In 1965, the first sample was built and subsequently, over 100 samples were tested, but due to the rudimentary testing range at the time, it was difficult to evaluate the performance of the torpedoes based on the very limited test data, and further tests were required. What was revealed by the end of the test in March 1966, however, was that there were three confirmed problems: the torpedo engine would sometimes stop when traveling at 2 metres depth, efficiency of the propulsion system was not as stable as desired, and the torpedo traveled too deep.

In March 1970, additional tests begun at different places, including Lushun, Zhoushan, and Qinghai, and lasted 18 months, over 500 times and using 104 samples. The 18-month-long trial tested a total of 28 designs and finally solved all of the existing problems. However, the Chinese microelectronics industry was not capable to produce the passive acoustic homing guidance according to the original plan, but due to the urgent need, the original plan changed one last time with unguided version was pressed into service as Yu (鱼) -1 (in September 1971), while the passive acoustic homing guided version was named Yu-1 Jia (鱼-1甲), sometimes also known as Yu-1G, which would take years to complete.

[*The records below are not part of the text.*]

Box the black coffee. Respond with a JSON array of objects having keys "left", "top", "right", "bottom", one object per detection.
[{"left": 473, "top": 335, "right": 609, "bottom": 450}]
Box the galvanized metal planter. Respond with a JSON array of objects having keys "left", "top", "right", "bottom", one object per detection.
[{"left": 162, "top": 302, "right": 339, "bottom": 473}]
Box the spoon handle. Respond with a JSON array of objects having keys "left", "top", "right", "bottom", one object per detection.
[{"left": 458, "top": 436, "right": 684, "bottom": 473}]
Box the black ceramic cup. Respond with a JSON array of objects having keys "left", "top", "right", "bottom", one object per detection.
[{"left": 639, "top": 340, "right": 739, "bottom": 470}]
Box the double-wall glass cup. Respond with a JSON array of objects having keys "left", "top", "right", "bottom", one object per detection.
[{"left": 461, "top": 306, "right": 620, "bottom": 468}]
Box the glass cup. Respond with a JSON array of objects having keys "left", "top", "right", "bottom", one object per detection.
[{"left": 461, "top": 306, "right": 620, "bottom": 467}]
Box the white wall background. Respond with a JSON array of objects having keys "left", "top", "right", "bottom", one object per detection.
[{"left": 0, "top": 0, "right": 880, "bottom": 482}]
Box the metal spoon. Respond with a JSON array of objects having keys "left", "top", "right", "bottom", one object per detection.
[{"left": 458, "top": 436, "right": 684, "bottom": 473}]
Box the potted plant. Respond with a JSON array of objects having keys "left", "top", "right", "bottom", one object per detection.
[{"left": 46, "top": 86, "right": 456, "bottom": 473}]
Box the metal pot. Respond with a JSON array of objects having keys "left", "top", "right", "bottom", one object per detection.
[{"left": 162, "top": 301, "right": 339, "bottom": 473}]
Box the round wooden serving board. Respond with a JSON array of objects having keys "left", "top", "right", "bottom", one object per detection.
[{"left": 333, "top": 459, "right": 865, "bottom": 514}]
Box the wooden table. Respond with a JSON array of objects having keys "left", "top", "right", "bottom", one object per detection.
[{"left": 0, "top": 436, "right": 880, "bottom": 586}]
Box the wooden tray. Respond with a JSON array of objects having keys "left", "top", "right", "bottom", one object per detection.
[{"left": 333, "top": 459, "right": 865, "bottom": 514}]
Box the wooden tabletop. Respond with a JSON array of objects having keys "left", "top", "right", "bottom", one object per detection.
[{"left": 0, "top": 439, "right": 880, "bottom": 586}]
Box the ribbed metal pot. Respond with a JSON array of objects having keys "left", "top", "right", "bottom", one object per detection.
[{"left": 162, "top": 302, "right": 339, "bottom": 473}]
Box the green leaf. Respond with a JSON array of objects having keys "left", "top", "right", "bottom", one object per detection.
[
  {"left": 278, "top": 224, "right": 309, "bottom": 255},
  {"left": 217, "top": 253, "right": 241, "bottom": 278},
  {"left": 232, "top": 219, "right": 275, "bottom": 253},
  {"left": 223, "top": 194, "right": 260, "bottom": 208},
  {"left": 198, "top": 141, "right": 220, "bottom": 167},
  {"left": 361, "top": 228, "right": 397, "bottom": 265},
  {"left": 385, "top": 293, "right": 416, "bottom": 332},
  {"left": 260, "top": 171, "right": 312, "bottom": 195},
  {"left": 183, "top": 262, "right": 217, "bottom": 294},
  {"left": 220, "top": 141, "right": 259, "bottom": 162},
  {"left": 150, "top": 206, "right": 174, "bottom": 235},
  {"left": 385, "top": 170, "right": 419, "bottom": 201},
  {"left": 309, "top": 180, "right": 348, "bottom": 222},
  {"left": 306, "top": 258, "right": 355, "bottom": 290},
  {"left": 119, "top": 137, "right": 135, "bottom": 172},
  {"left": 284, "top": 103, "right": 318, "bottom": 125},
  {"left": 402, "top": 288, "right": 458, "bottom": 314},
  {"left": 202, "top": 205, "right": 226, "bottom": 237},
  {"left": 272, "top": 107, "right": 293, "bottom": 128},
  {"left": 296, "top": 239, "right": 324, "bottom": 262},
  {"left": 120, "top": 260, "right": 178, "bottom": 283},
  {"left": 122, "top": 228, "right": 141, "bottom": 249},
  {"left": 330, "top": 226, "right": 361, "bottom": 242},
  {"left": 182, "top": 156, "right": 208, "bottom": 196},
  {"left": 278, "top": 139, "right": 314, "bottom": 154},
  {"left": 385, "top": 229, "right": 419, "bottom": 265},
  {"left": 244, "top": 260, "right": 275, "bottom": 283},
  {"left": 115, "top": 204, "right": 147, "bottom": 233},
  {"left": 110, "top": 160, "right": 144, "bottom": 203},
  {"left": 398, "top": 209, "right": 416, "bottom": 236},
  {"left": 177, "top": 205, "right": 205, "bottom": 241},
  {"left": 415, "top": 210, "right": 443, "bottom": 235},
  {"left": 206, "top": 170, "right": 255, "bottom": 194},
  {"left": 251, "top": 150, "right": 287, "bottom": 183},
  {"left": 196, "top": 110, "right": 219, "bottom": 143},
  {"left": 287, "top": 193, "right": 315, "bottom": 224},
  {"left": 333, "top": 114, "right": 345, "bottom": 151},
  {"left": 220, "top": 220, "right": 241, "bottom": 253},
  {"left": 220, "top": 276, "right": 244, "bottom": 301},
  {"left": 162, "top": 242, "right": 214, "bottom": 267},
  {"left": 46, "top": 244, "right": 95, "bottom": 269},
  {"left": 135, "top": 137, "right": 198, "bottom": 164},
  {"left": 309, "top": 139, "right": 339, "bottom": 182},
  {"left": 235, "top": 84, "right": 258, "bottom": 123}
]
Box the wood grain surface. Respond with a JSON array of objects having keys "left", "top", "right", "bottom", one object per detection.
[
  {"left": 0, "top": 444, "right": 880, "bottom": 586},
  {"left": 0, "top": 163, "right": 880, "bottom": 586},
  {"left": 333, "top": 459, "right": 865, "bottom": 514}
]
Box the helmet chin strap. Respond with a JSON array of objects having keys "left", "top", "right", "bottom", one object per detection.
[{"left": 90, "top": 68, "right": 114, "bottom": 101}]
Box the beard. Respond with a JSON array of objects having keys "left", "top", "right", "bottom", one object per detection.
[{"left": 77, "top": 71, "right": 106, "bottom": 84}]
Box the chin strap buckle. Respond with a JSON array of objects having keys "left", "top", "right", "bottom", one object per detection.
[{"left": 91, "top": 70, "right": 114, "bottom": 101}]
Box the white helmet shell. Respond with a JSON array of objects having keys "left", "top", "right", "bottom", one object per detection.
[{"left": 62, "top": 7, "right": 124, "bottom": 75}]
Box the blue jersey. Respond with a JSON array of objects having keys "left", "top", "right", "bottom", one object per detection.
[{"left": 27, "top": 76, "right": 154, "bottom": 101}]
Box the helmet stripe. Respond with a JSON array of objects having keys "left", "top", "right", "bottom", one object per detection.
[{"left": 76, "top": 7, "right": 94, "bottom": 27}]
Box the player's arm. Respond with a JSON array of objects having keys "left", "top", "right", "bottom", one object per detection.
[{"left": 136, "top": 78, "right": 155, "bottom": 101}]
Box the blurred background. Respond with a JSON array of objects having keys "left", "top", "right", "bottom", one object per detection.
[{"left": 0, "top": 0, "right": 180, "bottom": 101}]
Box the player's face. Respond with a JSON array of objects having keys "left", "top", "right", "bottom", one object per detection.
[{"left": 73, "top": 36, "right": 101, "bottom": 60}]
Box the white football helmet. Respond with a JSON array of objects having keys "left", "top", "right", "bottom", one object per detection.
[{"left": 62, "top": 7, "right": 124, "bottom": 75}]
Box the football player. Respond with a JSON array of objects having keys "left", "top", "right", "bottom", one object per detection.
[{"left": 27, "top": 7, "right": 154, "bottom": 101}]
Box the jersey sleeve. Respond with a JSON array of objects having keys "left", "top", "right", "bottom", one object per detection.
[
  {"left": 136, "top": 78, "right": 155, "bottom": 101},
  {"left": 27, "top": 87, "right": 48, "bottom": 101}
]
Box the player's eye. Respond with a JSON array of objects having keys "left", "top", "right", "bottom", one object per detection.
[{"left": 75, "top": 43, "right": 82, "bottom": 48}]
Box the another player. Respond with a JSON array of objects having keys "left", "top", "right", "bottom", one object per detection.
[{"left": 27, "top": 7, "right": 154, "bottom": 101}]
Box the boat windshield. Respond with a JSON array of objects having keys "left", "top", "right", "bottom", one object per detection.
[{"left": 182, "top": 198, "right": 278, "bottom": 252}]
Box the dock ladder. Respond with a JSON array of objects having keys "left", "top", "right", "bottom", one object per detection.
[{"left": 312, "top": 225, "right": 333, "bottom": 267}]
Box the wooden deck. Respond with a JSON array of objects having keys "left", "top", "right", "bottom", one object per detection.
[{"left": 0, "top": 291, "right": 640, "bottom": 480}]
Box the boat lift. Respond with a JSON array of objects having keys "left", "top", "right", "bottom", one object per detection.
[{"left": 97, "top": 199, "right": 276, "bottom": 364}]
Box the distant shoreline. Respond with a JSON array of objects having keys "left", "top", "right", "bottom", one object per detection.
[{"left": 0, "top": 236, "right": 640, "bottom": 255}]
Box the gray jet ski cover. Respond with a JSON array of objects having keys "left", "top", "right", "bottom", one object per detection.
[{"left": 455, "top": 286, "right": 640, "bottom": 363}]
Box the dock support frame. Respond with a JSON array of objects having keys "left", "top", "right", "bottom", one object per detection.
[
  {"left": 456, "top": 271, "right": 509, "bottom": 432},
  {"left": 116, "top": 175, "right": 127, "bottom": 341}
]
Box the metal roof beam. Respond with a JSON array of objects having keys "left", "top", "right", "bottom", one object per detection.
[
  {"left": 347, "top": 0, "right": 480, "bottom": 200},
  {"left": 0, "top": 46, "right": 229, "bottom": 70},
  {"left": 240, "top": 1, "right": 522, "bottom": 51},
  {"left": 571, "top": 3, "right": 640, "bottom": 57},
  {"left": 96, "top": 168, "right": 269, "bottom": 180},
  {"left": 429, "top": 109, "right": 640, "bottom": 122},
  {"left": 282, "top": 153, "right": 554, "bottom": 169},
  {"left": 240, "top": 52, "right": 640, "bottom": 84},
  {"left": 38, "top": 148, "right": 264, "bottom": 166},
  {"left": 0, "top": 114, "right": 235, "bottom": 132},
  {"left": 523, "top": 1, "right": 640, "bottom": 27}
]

In addition to being able to be launched from modern system, Yu-1 series torpedo can be directly launched from old torpedo tubes including World War II equipment without the need to make any modifications to the launching equipment and fire control systems. The importance of Yu-1 torpedo is that through the development program, China had established the indigenous torpedo manufacturing and developing capability.

==Modification==
Although the production of the newly built Yu-1 torpedoes has stopped long time ago, production continues in the form of upgrading the existing Yu-1 torpedoes in Chinese inventory, which numbered near 10,000. Yu-1 torpedoes have been modified in various stages, including incorporating ASW capability, so that the torpedo could no longer only be used for ASuW, but instead, can be used for both ASuW and ASW warfare. Another important modification was to incorporate Yu-1 torpedo as part of the CAPTOR mine type mine system. Upgrades with newer electronics had also been done. Incorporating active acoustic homing guidance was another upgrade.